Work Intensification in Neoliberal Times: Insights from the Australian Education System

Thursday, 19 July 2018: 09:10
Oral Presentation
Scott FITZGERALD, Curtin University, Australia
Susan MCGRATH-CHAMP, University of Sydney, Australia
Meghan STACEY, University of Sydney, Australia
Rachel WILSON, University of Sydney, Australia
Karolina PARDING, Lulea University of Technology, Sweden
Al RAINNIE, Queensland University of Technology, Australia
The percentage of Australian teachers working very long hours has been increasing over the last decade. Compared to other OECD countries, a large amount of their time is spent on paperwork and general administrative work, an outcome of increased accountability measures in the country’s neoliberalised education systems.
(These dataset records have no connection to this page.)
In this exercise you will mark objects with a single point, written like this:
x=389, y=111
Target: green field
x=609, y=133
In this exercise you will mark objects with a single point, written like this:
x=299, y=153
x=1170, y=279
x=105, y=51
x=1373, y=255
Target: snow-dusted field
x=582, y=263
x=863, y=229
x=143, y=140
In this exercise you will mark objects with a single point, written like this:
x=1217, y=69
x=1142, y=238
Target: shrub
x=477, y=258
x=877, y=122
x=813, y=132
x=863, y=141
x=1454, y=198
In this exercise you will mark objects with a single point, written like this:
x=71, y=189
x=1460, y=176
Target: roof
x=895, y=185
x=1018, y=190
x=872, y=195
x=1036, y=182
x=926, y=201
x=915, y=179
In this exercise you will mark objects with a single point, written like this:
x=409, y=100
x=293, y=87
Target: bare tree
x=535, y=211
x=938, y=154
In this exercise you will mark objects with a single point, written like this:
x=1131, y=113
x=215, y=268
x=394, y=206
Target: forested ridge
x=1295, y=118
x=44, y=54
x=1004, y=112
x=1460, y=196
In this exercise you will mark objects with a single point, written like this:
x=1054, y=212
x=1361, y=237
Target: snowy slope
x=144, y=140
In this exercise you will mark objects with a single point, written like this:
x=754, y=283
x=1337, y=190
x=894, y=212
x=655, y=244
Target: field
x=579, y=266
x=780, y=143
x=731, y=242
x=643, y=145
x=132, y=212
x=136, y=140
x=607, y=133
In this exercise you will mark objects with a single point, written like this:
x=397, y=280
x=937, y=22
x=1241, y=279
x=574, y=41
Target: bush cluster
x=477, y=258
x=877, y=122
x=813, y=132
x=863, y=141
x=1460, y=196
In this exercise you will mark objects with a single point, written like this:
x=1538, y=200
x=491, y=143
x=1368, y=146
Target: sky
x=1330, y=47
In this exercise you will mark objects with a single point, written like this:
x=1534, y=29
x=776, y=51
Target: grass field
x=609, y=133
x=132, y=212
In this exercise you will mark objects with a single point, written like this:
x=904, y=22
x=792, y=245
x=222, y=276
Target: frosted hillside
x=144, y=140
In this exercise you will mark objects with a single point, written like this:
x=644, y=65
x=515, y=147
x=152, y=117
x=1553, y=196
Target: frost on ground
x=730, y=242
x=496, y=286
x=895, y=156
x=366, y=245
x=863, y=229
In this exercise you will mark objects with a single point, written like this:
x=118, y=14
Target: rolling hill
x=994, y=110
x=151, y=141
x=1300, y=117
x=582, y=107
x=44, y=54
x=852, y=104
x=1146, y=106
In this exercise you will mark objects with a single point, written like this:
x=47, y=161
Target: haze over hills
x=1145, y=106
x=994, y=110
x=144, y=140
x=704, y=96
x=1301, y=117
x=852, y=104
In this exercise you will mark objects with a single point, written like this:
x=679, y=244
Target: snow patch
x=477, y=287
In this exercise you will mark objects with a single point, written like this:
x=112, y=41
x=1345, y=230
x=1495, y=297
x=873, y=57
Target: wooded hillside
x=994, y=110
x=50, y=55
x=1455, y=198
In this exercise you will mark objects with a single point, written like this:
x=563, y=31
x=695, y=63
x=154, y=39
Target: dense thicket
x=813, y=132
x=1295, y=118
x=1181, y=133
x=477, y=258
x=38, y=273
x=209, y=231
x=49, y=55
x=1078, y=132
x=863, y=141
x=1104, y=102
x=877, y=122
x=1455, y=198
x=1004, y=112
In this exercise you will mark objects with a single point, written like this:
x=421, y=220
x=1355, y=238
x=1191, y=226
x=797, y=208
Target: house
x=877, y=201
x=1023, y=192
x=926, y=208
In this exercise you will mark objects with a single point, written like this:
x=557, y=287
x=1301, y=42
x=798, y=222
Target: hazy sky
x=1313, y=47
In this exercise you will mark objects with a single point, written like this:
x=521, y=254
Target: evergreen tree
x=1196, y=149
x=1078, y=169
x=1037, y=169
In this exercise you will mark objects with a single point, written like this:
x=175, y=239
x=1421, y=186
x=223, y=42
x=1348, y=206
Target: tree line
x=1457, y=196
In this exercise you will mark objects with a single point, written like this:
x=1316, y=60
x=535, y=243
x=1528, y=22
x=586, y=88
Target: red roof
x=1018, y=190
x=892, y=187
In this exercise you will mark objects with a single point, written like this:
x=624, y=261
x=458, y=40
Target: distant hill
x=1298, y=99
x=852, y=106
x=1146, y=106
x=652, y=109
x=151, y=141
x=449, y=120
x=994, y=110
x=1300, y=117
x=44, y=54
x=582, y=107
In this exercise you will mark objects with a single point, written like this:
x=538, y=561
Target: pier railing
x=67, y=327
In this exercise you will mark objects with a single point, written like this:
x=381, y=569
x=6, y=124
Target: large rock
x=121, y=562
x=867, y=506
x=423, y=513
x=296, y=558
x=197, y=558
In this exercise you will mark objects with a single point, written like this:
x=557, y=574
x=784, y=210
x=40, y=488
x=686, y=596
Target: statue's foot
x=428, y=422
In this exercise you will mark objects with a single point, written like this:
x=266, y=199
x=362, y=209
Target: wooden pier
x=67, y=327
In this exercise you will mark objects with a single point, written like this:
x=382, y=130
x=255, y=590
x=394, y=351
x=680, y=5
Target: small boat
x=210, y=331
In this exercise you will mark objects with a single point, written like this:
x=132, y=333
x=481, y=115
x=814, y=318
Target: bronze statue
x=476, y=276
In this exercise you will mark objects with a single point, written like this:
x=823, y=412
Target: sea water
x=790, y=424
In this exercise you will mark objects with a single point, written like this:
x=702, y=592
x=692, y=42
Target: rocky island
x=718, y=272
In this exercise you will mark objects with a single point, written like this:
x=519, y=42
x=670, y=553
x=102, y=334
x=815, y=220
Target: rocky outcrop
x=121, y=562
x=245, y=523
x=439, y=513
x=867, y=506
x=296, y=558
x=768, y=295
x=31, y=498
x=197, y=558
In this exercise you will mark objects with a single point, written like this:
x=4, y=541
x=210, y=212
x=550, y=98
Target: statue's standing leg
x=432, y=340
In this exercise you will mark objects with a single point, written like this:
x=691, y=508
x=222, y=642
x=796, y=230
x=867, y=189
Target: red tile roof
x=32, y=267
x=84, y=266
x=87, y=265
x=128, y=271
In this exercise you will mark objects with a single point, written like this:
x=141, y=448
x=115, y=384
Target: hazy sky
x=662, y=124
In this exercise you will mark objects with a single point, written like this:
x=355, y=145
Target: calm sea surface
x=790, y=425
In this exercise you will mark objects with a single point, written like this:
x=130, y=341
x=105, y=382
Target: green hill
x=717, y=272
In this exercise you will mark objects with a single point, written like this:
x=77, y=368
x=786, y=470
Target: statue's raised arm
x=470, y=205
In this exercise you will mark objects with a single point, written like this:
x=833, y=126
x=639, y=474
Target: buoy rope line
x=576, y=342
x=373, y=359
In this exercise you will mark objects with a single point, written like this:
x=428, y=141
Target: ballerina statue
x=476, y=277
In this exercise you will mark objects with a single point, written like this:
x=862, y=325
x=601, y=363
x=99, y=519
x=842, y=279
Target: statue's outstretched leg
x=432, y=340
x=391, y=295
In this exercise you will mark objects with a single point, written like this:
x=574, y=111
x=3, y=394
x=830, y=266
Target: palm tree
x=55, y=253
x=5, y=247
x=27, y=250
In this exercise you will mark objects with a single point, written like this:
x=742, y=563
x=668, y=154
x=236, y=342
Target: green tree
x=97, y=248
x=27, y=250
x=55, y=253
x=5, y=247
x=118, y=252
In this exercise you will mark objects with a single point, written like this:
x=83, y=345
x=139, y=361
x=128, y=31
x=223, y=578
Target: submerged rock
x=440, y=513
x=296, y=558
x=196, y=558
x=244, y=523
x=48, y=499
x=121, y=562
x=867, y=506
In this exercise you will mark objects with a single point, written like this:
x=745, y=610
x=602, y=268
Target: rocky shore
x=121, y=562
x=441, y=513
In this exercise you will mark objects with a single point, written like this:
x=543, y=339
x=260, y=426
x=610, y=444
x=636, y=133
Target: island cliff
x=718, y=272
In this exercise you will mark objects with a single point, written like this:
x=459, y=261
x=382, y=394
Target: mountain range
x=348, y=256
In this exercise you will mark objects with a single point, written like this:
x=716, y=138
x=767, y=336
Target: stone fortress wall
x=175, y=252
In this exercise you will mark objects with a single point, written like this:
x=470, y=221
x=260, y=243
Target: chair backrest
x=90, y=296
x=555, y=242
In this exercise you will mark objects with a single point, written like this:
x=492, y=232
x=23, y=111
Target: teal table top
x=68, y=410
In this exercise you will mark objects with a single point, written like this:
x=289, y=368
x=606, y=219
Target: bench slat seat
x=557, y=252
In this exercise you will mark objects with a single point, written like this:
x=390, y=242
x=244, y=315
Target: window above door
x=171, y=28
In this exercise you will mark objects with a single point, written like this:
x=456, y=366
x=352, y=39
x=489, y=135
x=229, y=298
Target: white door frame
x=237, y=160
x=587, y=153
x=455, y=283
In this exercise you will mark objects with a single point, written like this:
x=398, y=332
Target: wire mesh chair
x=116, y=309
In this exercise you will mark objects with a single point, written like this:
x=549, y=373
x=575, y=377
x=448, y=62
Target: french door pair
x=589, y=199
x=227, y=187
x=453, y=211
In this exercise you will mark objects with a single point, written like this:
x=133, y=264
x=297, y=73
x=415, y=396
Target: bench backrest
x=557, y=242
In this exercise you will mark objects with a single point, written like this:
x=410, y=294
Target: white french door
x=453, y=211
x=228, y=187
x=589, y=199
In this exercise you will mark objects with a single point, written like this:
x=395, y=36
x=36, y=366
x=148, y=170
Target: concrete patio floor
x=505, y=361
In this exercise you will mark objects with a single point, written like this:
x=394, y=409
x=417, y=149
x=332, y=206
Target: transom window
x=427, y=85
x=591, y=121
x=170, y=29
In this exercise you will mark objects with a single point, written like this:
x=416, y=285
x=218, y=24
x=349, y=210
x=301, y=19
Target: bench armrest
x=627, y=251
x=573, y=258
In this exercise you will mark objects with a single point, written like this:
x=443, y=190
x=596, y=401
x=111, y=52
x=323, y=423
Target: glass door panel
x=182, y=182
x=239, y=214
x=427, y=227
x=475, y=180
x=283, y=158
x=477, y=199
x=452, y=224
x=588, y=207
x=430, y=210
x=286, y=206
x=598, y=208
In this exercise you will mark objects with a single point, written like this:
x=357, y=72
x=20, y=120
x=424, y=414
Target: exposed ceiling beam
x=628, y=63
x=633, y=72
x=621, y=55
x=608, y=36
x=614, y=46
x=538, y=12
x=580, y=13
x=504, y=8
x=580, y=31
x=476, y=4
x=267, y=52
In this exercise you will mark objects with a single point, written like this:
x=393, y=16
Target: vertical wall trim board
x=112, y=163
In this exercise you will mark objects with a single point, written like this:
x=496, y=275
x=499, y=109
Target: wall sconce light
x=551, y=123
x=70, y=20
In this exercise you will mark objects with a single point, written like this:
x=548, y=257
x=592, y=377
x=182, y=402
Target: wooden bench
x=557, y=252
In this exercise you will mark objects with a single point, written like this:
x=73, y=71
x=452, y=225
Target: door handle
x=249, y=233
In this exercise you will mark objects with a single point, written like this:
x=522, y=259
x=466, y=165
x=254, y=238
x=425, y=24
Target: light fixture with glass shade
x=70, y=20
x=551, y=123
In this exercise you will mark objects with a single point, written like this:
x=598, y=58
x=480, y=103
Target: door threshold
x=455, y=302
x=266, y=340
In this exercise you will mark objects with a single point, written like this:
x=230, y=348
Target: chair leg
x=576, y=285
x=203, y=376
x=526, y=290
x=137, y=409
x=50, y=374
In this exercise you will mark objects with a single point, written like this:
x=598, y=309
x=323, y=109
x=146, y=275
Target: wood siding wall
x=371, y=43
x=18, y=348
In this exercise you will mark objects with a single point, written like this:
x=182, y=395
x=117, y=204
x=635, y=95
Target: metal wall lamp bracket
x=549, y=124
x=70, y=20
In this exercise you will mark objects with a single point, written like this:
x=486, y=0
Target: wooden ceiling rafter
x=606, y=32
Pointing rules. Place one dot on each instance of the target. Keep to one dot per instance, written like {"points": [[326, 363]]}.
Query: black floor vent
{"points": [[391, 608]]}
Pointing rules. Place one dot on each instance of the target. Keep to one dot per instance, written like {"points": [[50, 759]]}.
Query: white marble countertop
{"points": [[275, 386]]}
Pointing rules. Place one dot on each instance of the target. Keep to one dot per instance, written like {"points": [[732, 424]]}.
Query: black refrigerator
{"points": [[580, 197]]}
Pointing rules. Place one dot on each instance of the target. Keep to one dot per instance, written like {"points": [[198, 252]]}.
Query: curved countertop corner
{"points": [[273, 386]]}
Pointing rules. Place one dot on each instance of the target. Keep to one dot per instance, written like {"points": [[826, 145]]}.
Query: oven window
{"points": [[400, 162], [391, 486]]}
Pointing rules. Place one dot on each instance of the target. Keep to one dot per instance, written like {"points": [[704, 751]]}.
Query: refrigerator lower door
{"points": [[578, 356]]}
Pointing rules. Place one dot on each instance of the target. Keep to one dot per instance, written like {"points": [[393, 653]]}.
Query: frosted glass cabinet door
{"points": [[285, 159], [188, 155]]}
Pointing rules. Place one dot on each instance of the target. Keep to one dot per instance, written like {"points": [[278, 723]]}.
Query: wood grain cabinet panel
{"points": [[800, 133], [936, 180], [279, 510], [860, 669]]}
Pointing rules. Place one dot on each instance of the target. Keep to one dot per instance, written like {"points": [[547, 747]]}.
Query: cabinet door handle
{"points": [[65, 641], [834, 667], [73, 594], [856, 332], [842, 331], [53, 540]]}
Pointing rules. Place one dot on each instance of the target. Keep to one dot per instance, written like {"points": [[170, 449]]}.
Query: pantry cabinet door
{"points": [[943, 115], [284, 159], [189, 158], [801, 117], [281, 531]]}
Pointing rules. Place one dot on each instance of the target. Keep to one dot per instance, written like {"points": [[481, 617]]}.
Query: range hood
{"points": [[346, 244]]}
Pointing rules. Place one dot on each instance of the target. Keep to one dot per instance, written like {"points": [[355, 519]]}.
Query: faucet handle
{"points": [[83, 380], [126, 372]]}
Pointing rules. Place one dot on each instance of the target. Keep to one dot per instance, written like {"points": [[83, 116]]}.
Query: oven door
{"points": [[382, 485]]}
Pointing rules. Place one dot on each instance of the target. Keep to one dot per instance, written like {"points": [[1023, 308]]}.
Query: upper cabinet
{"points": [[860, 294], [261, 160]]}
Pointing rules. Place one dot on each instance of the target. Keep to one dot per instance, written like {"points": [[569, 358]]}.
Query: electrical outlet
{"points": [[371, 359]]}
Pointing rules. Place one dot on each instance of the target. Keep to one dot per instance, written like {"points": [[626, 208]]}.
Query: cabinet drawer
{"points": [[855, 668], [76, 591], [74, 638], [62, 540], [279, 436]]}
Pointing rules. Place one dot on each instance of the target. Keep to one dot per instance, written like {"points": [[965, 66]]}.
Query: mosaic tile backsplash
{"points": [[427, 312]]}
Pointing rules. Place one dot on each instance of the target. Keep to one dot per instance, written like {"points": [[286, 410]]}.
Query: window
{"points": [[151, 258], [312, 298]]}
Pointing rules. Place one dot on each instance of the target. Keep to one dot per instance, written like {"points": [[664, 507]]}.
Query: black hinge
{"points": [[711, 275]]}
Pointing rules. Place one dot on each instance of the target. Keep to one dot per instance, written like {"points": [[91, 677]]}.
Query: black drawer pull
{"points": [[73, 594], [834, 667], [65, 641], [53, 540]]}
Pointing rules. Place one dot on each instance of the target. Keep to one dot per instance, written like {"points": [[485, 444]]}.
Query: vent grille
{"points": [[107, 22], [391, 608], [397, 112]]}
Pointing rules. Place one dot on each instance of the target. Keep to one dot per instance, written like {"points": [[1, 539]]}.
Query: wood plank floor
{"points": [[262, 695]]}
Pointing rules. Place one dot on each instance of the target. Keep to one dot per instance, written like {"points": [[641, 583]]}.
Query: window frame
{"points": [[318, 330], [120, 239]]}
In this paper, we report on a qualitative 2017 study of school teachers’ workload in one Australian state, New South Wales. This study found that the scale of teachers’ workload has been expanded substantially through additional administrative tasks, government reporting and the pressures of standardised national and international benchmark testing. We analysed data from across a range of diverse school settings and looked for patterns of response that were related to school geography, socio-educational status, and school type (primary, secondary and central). Overall, increases in workload are felt universally: there was surprising uniformity in responses in relation to high hours of work and administrative sources of workload. This suggests that the issue is a systemic one, with a diverse and extensive policy settlement blanketing the entirety of the NSW public school landscape in a layer of increased requirements. This policy bricolage supports an overall neoliberal framework similar to other Australian states. Given the symbiotic relationship between teaching conditions and students’ opportunities to learn, these findings hold particular significance, which may extend to other educational sectors. The paper will examine the consequences of changes for processes work intensification and de-professionalization. The necessity for decisions by teachers about what components of workload excess must take priority makes this a particularly complex and demanding aspect of their work.